Oracle: The effects include the following:

- Improved developer agility due to improved code quality and business logic/code being delivered in shorter release cycles
- Understanding operations, since responsibility spans development and operations: no longer just about building airplanes, but now also responsible for operating the airlines
- Increased complexity of what they are dealing with. Eg: with containers (in the past did not have to think about load balancers, scheduling, orchestration, etc.)
- Improved alignment with the business requirements, enabling the business to fail fast and learn quickly

Overall, yes, they need to do much more than before. Some might say that the roles of development teams had to change because of market demands, innovation speed, or other business-related labels. We believe though that it changes because developers themselves figured out other ways to do what they already do. As very creative people, developers tend to seek for better or completely new ways of implementing a solution to an already solved problem. I call that the seek for innovation from inside out.

There is this sense of boredom that consumes developers who get tired of doing the same thing over and over, that makes them look for new ways, new tasks, and new roles. Developers wanted more responsibility to fulfill a gap on lack of control over the things they have built, but were given over to someone else to lead. Regardless, they were still on the hook for any issue and had to fix that as fast as they could. This loop made them think, and may have been behind the whole concept of the DevOps culture.

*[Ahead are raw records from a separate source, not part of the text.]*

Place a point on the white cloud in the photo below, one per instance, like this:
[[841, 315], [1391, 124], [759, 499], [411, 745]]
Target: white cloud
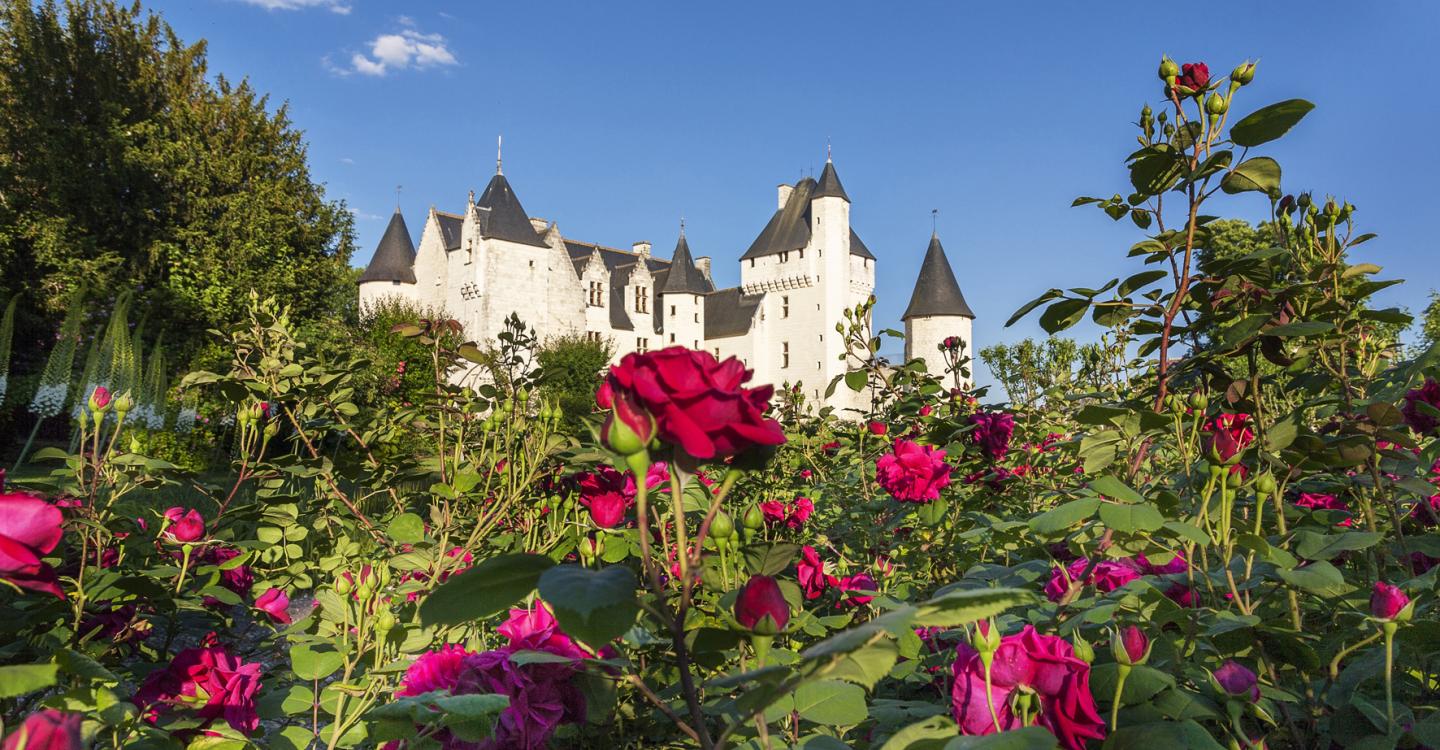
[[402, 51], [334, 6]]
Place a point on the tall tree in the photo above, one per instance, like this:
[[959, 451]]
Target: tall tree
[[123, 166]]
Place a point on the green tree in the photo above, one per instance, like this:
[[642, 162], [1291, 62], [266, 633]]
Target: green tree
[[124, 167]]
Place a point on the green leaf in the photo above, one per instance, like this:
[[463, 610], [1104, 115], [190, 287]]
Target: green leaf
[[1269, 123], [1259, 173], [1131, 518], [1064, 516], [20, 678], [1110, 487], [486, 589], [595, 606], [406, 529], [310, 664], [1063, 314], [831, 703]]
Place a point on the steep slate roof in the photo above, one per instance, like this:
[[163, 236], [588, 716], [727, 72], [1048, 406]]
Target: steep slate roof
[[501, 215], [683, 275], [450, 229], [393, 258], [730, 313], [789, 226], [936, 292], [830, 183]]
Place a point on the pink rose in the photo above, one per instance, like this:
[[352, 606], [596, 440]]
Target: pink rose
[[1027, 664], [29, 530], [913, 472], [699, 403], [183, 526], [46, 730], [275, 603]]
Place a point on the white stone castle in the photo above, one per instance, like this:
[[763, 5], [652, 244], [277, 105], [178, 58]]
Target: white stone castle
[[797, 278]]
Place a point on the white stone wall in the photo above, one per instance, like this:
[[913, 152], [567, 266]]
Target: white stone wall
[[925, 334]]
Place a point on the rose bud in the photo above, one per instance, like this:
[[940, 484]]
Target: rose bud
[[761, 606], [1237, 681], [185, 526], [1131, 647], [1387, 602]]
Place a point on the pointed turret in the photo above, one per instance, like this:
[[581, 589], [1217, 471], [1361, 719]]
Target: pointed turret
[[683, 275], [936, 292], [828, 184], [393, 259], [501, 216]]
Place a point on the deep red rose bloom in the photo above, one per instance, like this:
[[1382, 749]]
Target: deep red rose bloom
[[185, 524], [608, 494], [1419, 418], [761, 601], [29, 530], [1027, 662], [697, 402], [210, 681], [46, 730], [1387, 601], [275, 603], [1229, 436], [1237, 681], [811, 573], [1194, 75], [913, 472]]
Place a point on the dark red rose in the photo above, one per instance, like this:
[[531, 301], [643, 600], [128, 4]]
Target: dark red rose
[[697, 402], [29, 530], [761, 606]]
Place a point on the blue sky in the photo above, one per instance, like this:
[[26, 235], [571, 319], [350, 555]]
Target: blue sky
[[622, 117]]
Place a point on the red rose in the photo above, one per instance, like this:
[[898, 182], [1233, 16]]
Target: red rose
[[697, 402], [761, 606], [185, 526], [29, 530], [46, 730]]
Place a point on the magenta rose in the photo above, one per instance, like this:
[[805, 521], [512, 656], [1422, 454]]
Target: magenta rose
[[913, 472], [606, 494], [275, 603], [185, 526], [208, 680], [46, 730], [1387, 602], [992, 432], [1027, 664], [1419, 418], [761, 606], [699, 403], [811, 573], [29, 530]]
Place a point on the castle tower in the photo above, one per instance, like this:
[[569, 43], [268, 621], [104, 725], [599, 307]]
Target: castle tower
[[681, 298], [392, 267], [938, 311]]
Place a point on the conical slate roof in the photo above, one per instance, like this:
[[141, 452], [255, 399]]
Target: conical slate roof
[[683, 275], [501, 215], [828, 184], [393, 258], [936, 292]]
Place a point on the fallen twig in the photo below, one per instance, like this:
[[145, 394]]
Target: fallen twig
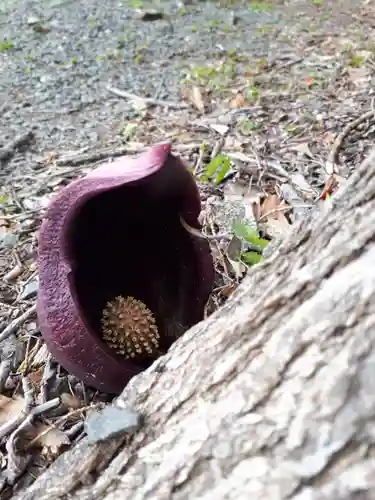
[[147, 100], [20, 140], [17, 322], [80, 159], [330, 165]]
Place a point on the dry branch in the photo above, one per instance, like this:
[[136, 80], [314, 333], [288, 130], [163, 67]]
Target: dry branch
[[271, 397]]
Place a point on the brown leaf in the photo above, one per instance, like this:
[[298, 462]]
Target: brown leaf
[[302, 148], [10, 408], [70, 401], [273, 216], [50, 442]]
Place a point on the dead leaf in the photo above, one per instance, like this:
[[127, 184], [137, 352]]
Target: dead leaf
[[218, 127], [299, 182], [273, 217], [10, 408], [49, 439], [70, 401], [302, 148], [332, 184], [328, 138], [359, 76], [194, 96], [237, 102]]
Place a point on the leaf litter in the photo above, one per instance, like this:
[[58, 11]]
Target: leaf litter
[[269, 138]]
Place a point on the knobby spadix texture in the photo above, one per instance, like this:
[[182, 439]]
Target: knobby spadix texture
[[117, 232]]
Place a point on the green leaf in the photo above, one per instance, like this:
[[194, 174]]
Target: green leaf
[[250, 234], [215, 164], [251, 258]]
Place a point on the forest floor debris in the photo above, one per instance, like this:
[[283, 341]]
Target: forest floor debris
[[269, 103]]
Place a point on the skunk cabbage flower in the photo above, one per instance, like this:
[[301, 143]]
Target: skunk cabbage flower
[[120, 278]]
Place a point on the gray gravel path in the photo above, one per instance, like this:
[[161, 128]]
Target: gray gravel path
[[55, 81]]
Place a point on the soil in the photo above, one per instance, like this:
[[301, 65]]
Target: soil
[[270, 84]]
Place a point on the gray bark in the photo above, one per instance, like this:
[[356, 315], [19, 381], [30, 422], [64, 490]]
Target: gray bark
[[272, 397]]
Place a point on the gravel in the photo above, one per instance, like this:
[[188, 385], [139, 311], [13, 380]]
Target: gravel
[[54, 81]]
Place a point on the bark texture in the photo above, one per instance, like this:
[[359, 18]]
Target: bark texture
[[272, 397]]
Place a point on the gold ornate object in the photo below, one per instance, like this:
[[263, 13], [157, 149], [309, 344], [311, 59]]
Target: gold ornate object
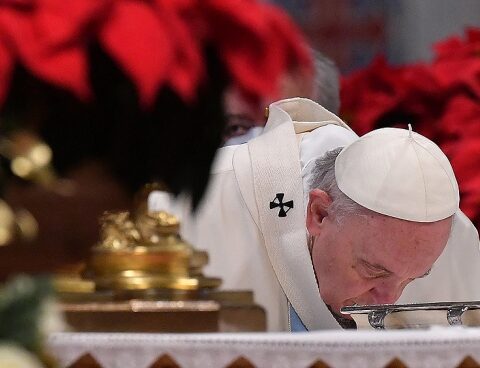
[[29, 157], [18, 224], [142, 277], [146, 253]]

If we developers have to do more these days, it is because we wanted to. We asked for it. We believe we are in a much better position, with better judgment, to deal with the whole software implementation and delivery process. We 'can' do more on things that 'matter' like building products that delight our customers as opposed to spending time on building and maintaining Dev, Test infrastructure.

ADM: Which of these new responsibilities can be automated? How?

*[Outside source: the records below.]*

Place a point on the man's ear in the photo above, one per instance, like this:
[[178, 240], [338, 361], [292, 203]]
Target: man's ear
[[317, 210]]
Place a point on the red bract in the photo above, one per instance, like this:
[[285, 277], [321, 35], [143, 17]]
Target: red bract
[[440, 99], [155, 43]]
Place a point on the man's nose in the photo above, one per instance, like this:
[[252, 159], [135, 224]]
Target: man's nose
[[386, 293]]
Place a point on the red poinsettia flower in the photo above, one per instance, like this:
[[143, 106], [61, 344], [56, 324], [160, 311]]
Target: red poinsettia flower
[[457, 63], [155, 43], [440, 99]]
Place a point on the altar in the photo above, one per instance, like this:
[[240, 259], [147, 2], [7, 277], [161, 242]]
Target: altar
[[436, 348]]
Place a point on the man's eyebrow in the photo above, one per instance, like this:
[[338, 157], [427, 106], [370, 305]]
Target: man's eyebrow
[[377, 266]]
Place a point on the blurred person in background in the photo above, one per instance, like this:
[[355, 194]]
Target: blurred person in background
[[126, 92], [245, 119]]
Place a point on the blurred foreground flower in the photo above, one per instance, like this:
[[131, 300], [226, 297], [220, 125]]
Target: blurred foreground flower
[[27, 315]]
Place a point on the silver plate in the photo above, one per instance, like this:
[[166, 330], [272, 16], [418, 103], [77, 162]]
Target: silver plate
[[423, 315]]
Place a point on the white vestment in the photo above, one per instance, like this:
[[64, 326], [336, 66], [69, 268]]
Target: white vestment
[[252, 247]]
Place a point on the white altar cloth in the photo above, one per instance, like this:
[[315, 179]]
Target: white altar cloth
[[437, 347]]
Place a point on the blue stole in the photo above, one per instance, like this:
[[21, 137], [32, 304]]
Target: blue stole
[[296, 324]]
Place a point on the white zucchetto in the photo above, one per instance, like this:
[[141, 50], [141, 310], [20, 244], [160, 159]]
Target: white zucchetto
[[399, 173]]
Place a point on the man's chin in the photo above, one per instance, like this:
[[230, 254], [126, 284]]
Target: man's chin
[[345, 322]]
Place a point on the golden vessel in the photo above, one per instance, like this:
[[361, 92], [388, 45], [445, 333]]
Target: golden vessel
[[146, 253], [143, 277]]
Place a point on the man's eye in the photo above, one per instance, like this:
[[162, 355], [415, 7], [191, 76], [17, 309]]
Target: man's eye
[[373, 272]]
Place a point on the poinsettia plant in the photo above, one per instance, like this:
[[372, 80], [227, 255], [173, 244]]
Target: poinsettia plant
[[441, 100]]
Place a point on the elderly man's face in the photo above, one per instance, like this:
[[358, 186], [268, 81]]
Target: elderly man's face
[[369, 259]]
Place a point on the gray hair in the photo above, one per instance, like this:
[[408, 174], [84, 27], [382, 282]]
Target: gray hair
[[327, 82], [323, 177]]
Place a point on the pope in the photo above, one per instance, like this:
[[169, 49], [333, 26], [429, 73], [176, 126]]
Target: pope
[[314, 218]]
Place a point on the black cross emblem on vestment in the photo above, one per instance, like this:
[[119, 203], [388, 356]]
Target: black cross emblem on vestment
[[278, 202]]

Oracle: The reality is that a lot of these responsibilities can be automated.

- Continuous integration/deployment
- Understanding what's happening in production and not having to worry about thresholds
- Auto scaling
- Container management - just use them, without having to worry about scaling/redundancy

If there is one thing developers love, it's the possibility of automating tasks. Continuous Integration/Delivery, Monitoring and Scaling, and even support can be automated. But all still demand some creativity by the developer at hand, to put all pieces together in a meaningful way for their business. But it is important to have the tools for doing it, and that's where a cloud platform comes very handy.

ADM: What are the benefits of using an end-to-end developer platform?

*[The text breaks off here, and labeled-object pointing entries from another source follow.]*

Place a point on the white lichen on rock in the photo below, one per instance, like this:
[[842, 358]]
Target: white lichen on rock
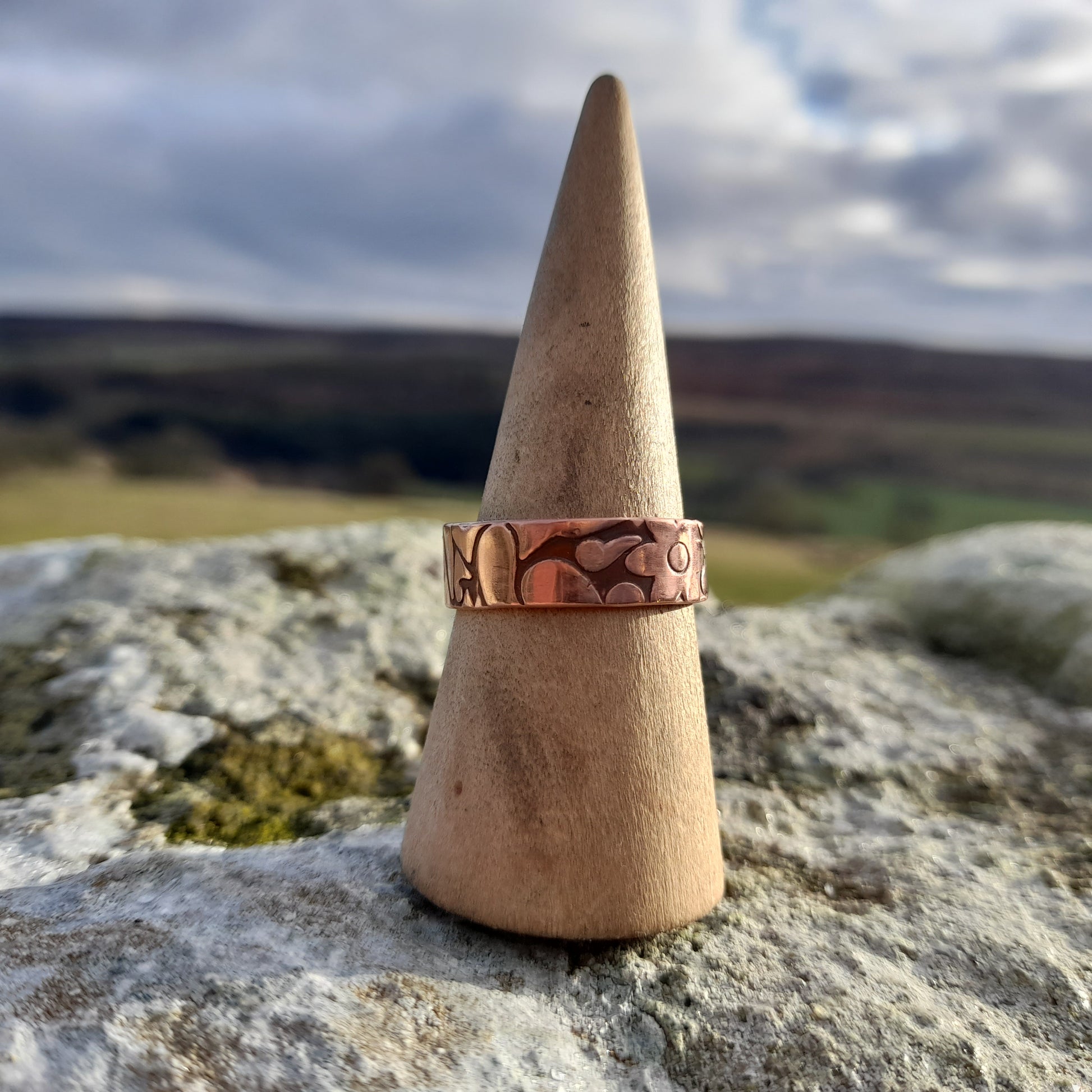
[[1017, 594], [907, 839]]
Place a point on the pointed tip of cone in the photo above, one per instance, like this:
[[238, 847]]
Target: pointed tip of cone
[[586, 429], [607, 84], [605, 98]]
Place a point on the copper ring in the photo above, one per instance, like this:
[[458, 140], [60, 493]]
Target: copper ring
[[616, 563]]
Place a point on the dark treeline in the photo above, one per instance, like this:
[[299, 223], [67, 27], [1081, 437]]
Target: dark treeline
[[768, 427]]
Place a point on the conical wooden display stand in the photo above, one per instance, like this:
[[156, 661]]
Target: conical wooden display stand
[[566, 788]]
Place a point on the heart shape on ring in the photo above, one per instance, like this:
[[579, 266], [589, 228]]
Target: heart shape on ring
[[594, 554]]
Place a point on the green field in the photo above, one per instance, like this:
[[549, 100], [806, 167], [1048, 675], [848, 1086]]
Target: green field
[[744, 566]]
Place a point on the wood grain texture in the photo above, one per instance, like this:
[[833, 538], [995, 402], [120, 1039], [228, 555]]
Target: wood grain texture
[[566, 788]]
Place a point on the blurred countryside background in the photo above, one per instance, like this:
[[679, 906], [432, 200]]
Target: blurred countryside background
[[264, 264]]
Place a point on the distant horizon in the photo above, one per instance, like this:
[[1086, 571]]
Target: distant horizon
[[444, 325]]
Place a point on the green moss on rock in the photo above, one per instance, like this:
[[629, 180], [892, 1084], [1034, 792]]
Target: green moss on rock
[[242, 790], [33, 758]]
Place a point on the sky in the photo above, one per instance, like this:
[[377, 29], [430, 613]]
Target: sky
[[909, 168]]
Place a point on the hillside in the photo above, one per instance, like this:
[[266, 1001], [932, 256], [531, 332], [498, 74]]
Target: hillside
[[784, 434]]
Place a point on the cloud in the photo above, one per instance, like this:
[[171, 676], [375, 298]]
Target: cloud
[[863, 166]]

Oracle: The key benefits include higher productivity for developers, where they do not have to worry about managing infrastructure that delivers that productivity for them (eg. toolsets like JIRA, monitoring scalability of applications, patching, upgrades, CI/CD tools etc.). Developers can now focus on things that matter more which is building applications to meet the needs of their business community.
Siddhartha Agarwal of Oracle talks with App Developer Magazine
VP of Product Management and
Strategy, Oracle

ADM: What are the drawbacks of using an end-to-end developer platform?


Oracle: There might be none, if the platform delivers enough pluggability for customizing the unusual use cases. And supporting pluggability, webhooks, scheduled jobs, having APIs for as many tasks as possible, is just part of what makes a great cloud-based developer platform. Most have that, including Oracle's.

ADM: How do open-source technologies fit in this picture?


Oracle: Open-source technologies are critical to having and leveraging a high rate of innovation. An innovative end to end development platform should leverage the best open-source technologies effectively, while providing scalability, support and availability for these technologies.

If you look around, all successful cloud platforms support Open Source somehow. Some are using it as part of their core business implementations, others provide great support for developers to roll their own instances with Open Source software. The fact is, there is no such thing as a successful cloud vendor that has no room for Open Source!